The block to HIV-1 envelope glycoprotein-mediated membrane fusion in animal cells expressing human CD4 can be overcome by a human cell component(s).

Membrane fusion mediated by interaction of the human immunodeficiency virus type 1 (HIV-1) envelope glycoprotein with the human CD4 molecule generally requires that the CD4 be expressed on a human cell. The failure of murine or simian cells expressing human CD4 to form syncytia upon mixing with cells expressing envelope glycoprotein could not be corrected by expression of both molecules at extremely high surface levels using vaccinia virus expression vectors. Video fluorescence microscopic analysis of fluorescent dye transfer between fusing cells indicated that the block occurred at the level of membrane fusion between individual pairs of cells.
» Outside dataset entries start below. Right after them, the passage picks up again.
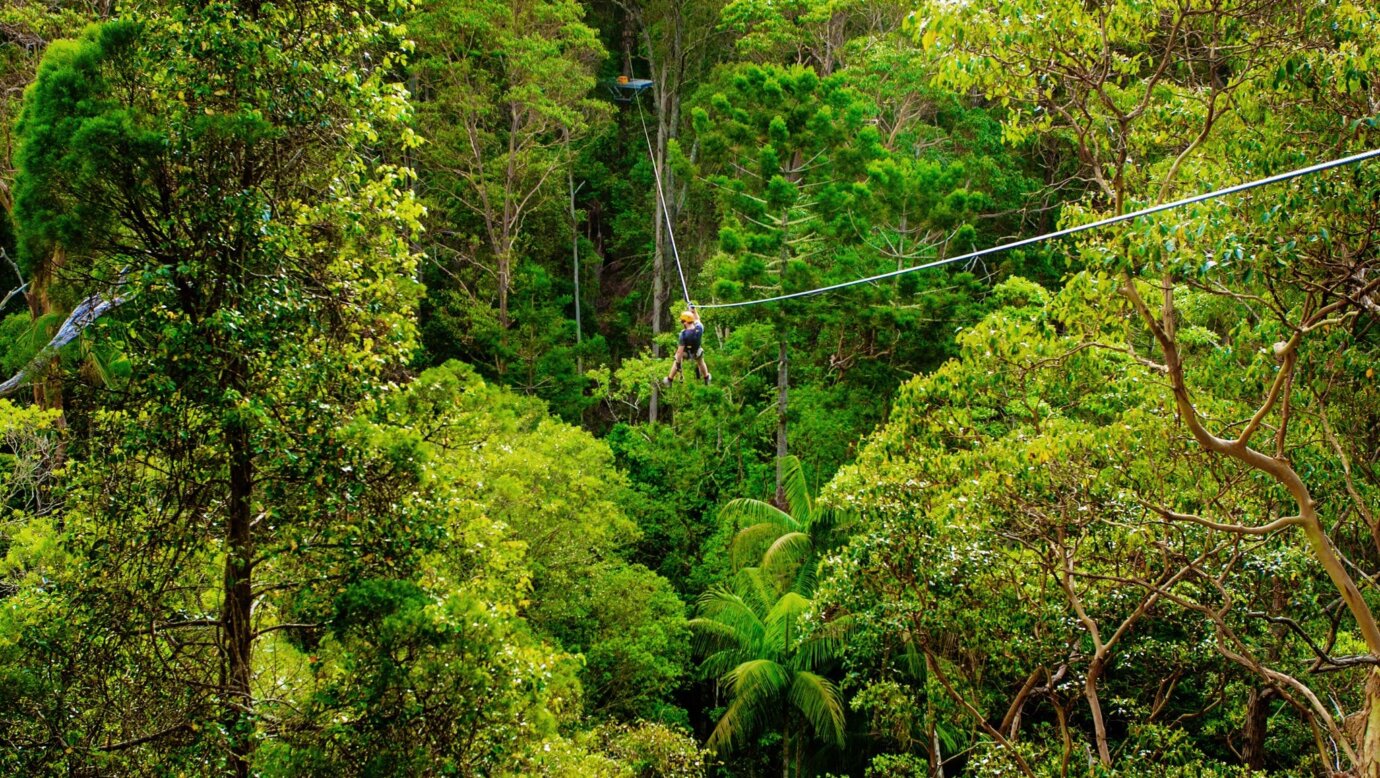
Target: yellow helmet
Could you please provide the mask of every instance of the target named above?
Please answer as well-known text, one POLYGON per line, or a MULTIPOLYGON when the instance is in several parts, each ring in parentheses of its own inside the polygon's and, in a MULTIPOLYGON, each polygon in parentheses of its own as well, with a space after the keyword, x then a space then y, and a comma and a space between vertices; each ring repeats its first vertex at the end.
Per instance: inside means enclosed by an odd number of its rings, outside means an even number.
POLYGON ((680 320, 686 324, 690 324, 695 321, 695 314, 692 311, 686 311, 680 315, 680 320))

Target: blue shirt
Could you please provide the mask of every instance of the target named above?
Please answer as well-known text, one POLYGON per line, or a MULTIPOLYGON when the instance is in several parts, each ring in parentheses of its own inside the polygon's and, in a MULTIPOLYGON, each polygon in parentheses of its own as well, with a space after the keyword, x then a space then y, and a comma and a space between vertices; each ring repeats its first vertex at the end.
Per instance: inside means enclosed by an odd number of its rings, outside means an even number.
POLYGON ((700 347, 700 338, 704 336, 704 325, 695 322, 690 327, 680 331, 680 345, 686 351, 694 351, 700 347))

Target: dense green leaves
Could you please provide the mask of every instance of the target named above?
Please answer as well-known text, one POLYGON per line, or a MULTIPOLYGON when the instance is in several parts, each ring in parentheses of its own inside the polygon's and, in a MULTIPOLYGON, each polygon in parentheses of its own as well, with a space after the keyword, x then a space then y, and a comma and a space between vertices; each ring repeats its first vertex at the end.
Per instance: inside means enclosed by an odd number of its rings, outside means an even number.
POLYGON ((6 5, 0 772, 1376 778, 1371 167, 649 338, 657 173, 809 290, 1374 146, 1377 30, 6 5))

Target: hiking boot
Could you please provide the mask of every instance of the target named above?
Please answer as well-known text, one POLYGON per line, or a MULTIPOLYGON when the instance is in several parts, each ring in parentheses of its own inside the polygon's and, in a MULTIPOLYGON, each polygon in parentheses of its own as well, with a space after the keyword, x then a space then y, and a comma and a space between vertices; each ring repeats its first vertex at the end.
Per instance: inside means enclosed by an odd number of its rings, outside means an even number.
POLYGON ((714 376, 710 375, 709 373, 705 373, 705 374, 704 374, 704 385, 705 385, 705 386, 709 386, 709 382, 710 382, 711 380, 713 380, 713 378, 714 378, 714 376))

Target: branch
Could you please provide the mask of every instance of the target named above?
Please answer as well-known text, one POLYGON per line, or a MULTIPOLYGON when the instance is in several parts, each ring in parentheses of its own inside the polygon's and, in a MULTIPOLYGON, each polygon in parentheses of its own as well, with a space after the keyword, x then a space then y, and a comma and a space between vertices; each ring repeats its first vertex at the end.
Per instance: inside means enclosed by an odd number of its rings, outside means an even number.
POLYGON ((22 272, 20 272, 20 270, 19 270, 19 265, 16 265, 15 262, 14 262, 14 260, 13 260, 13 259, 10 259, 10 255, 9 255, 8 252, 6 252, 4 249, 0 249, 0 257, 4 257, 5 262, 6 262, 10 267, 14 268, 14 275, 15 275, 16 278, 19 279, 19 288, 18 288, 18 289, 15 289, 13 292, 10 292, 9 294, 5 295, 5 299, 4 299, 4 300, 0 300, 0 311, 3 311, 3 310, 5 310, 5 306, 10 304, 10 300, 11 300, 15 295, 17 295, 17 294, 23 294, 23 293, 24 293, 24 290, 29 288, 29 282, 24 280, 24 274, 23 274, 22 272))
MULTIPOLYGON (((1175 179, 1179 177, 1179 167, 1183 165, 1184 160, 1189 154, 1192 154, 1195 149, 1202 145, 1203 141, 1207 139, 1208 133, 1212 132, 1212 125, 1220 118, 1217 114, 1217 96, 1220 94, 1221 92, 1214 89, 1212 95, 1208 98, 1207 117, 1203 120, 1203 129, 1183 151, 1179 152, 1179 156, 1174 158, 1173 164, 1169 166, 1169 172, 1164 174, 1164 181, 1160 183, 1160 193, 1159 197, 1155 200, 1156 202, 1162 203, 1165 198, 1169 196, 1169 191, 1174 186, 1175 179)), ((1148 90, 1146 91, 1146 95, 1149 95, 1148 90)))
POLYGON ((1030 697, 1030 693, 1035 690, 1035 684, 1040 682, 1040 675, 1044 673, 1043 667, 1037 667, 1030 671, 1025 683, 1021 685, 1021 690, 1016 693, 1016 698, 1006 708, 1006 715, 1001 717, 1001 726, 998 727, 1002 732, 1009 733, 1009 737, 1016 736, 1017 722, 1020 720, 1021 710, 1025 708, 1025 701, 1030 697))
POLYGON ((1092 348, 1102 349, 1103 351, 1114 351, 1118 354, 1125 354, 1131 359, 1134 359, 1137 364, 1139 364, 1141 367, 1146 368, 1147 370, 1153 370, 1156 373, 1159 373, 1160 375, 1169 374, 1169 367, 1167 365, 1161 365, 1159 362, 1156 362, 1153 359, 1146 359, 1145 357, 1137 354, 1135 349, 1133 348, 1123 348, 1121 346, 1113 346, 1108 343, 1098 343, 1096 341, 1089 341, 1087 345, 1091 346, 1092 348))
POLYGON ((81 335, 103 314, 112 308, 123 305, 124 302, 124 297, 106 298, 100 293, 82 300, 81 304, 72 310, 72 313, 67 316, 67 320, 58 328, 53 339, 48 341, 48 345, 39 349, 33 359, 30 359, 28 364, 20 368, 19 372, 15 373, 8 381, 0 383, 0 397, 13 394, 16 389, 27 384, 32 379, 33 374, 41 370, 48 360, 53 358, 58 349, 76 340, 77 336, 81 335))
POLYGON ((1303 640, 1303 642, 1306 643, 1306 644, 1308 645, 1308 648, 1309 648, 1314 654, 1317 655, 1318 661, 1317 661, 1317 662, 1315 663, 1315 665, 1314 665, 1314 666, 1315 666, 1315 669, 1316 669, 1317 666, 1319 666, 1319 665, 1321 665, 1321 664, 1328 664, 1328 665, 1331 665, 1332 667, 1338 667, 1338 668, 1341 668, 1341 667, 1359 667, 1359 666, 1362 666, 1362 665, 1370 665, 1371 667, 1380 667, 1380 657, 1376 657, 1376 656, 1369 656, 1369 655, 1361 655, 1361 656, 1343 656, 1343 657, 1333 657, 1333 656, 1331 656, 1331 655, 1328 654, 1326 651, 1322 650, 1322 648, 1320 648, 1320 647, 1318 646, 1317 643, 1314 643, 1314 642, 1313 642, 1313 639, 1310 638, 1310 637, 1308 636, 1308 633, 1307 633, 1307 632, 1304 632, 1303 627, 1300 626, 1299 623, 1298 623, 1297 621, 1294 621, 1293 619, 1291 619, 1291 618, 1289 618, 1289 617, 1287 617, 1287 616, 1271 616, 1270 614, 1265 613, 1265 612, 1263 612, 1263 611, 1246 611, 1244 615, 1249 616, 1249 617, 1251 617, 1251 618, 1253 618, 1253 619, 1264 619, 1265 621, 1268 621, 1268 622, 1270 622, 1271 624, 1279 624, 1279 625, 1281 625, 1281 626, 1288 627, 1290 632, 1293 632, 1295 635, 1298 635, 1299 638, 1301 638, 1301 639, 1303 640))
POLYGON ((266 635, 266 634, 268 634, 268 633, 270 633, 270 632, 274 632, 274 631, 280 630, 280 629, 320 629, 320 628, 321 628, 321 625, 320 625, 320 624, 274 624, 274 625, 271 626, 271 627, 264 627, 263 629, 255 630, 255 631, 254 631, 254 637, 257 638, 257 637, 259 637, 260 635, 266 635))
POLYGON ((1278 519, 1275 519, 1269 524, 1262 524, 1259 527, 1248 527, 1244 524, 1223 524, 1221 522, 1213 521, 1212 519, 1205 519, 1201 516, 1194 516, 1191 513, 1177 513, 1175 511, 1169 510, 1168 508, 1161 508, 1158 505, 1152 505, 1142 500, 1137 500, 1137 502, 1170 521, 1191 521, 1194 524, 1200 524, 1204 527, 1207 527, 1208 529, 1220 530, 1222 532, 1234 532, 1238 535, 1269 535, 1270 533, 1278 532, 1279 530, 1282 530, 1285 527, 1298 526, 1303 522, 1303 519, 1298 516, 1283 516, 1278 519))
POLYGON ((1327 406, 1323 400, 1323 395, 1314 391, 1313 396, 1317 399, 1318 403, 1318 420, 1322 422, 1323 437, 1325 437, 1327 442, 1332 446, 1332 450, 1337 452, 1337 459, 1342 463, 1342 482, 1346 484, 1346 492, 1351 496, 1351 502, 1356 506, 1356 510, 1360 512, 1361 518, 1366 522, 1366 526, 1370 528, 1372 538, 1376 543, 1376 548, 1380 550, 1380 523, 1376 522, 1375 514, 1366 505, 1366 501, 1362 499, 1361 494, 1356 491, 1356 482, 1351 477, 1351 458, 1346 455, 1346 451, 1342 449, 1342 442, 1337 439, 1336 433, 1332 431, 1332 423, 1328 421, 1327 418, 1327 406))
POLYGON ((0 311, 5 310, 5 306, 10 304, 10 300, 13 300, 15 297, 24 294, 25 290, 27 290, 28 288, 29 282, 25 281, 24 283, 19 285, 19 288, 14 289, 10 291, 8 294, 6 294, 5 299, 0 300, 0 311))
POLYGON ((100 748, 98 748, 98 749, 96 749, 96 750, 97 750, 97 751, 123 751, 123 750, 126 749, 126 748, 133 748, 133 747, 135 747, 135 746, 140 746, 140 745, 143 745, 143 744, 145 744, 145 743, 148 743, 149 741, 157 740, 157 739, 162 738, 162 737, 166 737, 166 736, 171 735, 171 734, 173 734, 174 732, 177 732, 177 731, 179 731, 179 730, 187 729, 189 726, 191 726, 191 725, 187 724, 186 722, 182 722, 181 724, 174 724, 174 725, 172 725, 171 727, 168 727, 167 729, 159 730, 158 732, 155 732, 155 733, 153 733, 153 734, 151 734, 151 735, 144 735, 143 737, 137 737, 137 738, 135 738, 135 739, 133 739, 133 740, 126 740, 126 741, 124 741, 123 743, 111 743, 111 744, 109 744, 109 745, 101 746, 100 748))
POLYGON ((1275 345, 1275 358, 1281 360, 1284 366, 1280 368, 1279 374, 1275 376, 1275 381, 1270 385, 1270 393, 1265 396, 1265 402, 1261 403, 1259 410, 1251 417, 1246 428, 1241 430, 1241 434, 1236 438, 1238 446, 1245 446, 1251 442, 1251 436, 1260 428, 1261 422, 1274 409, 1275 403, 1279 401, 1280 392, 1289 384, 1289 379, 1294 375, 1294 365, 1298 362, 1299 341, 1303 340, 1303 329, 1294 332, 1294 336, 1282 344, 1275 345))
POLYGON ((223 624, 220 619, 192 619, 189 621, 169 621, 162 624, 153 625, 154 631, 160 629, 182 629, 184 627, 219 627, 223 624))
POLYGON ((969 716, 973 717, 973 721, 977 722, 977 725, 982 728, 982 731, 991 735, 993 740, 996 740, 1003 748, 1010 752, 1011 756, 1016 760, 1016 765, 1021 768, 1021 772, 1030 776, 1030 778, 1035 778, 1035 773, 1030 769, 1030 765, 1026 763, 1025 757, 1021 756, 1021 752, 1017 751, 1016 748, 1011 745, 1011 741, 1007 740, 1006 736, 998 732, 991 724, 988 724, 987 718, 982 715, 982 712, 974 708, 972 703, 968 702, 963 695, 954 690, 953 685, 949 683, 948 677, 944 675, 944 671, 939 667, 939 659, 931 653, 929 649, 925 649, 925 658, 928 660, 930 670, 933 671, 935 679, 944 687, 944 691, 948 693, 949 697, 951 697, 954 702, 963 706, 963 709, 967 711, 969 716))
To gain insight into the basis for this fusion block, we tested the ability of fluorescent probe cells expressing envelope glycoprotein to fuse with transient animal x human hybrid giant cells expressing human CD4. The hybrid giant cells were generated either by low-pH-induced fusion of vaccinia-infected cells or by CD4/HIV-1 envelope glycoprotein-mediated cell fusion. We observed that envelope glycoprotein-expressing probe cells efficiently fused with CD4-expressing animal x human hybrid giant cells, independent of whether the CD4 was originally expressed on the animal or on the human cell. Fusion did not occur with CD4-expressing giant cells derived from animal cells alone. These results indicate that the fusion block is not due to dominant inhibitory components in the animal cell. Rather, they suggest that human cells contain an additional component(s) which, when transferred to the CD4-bearing animal cell, confers the ability to undergo membrane fusion mediated by the HIV-1 envelope glycoprotein.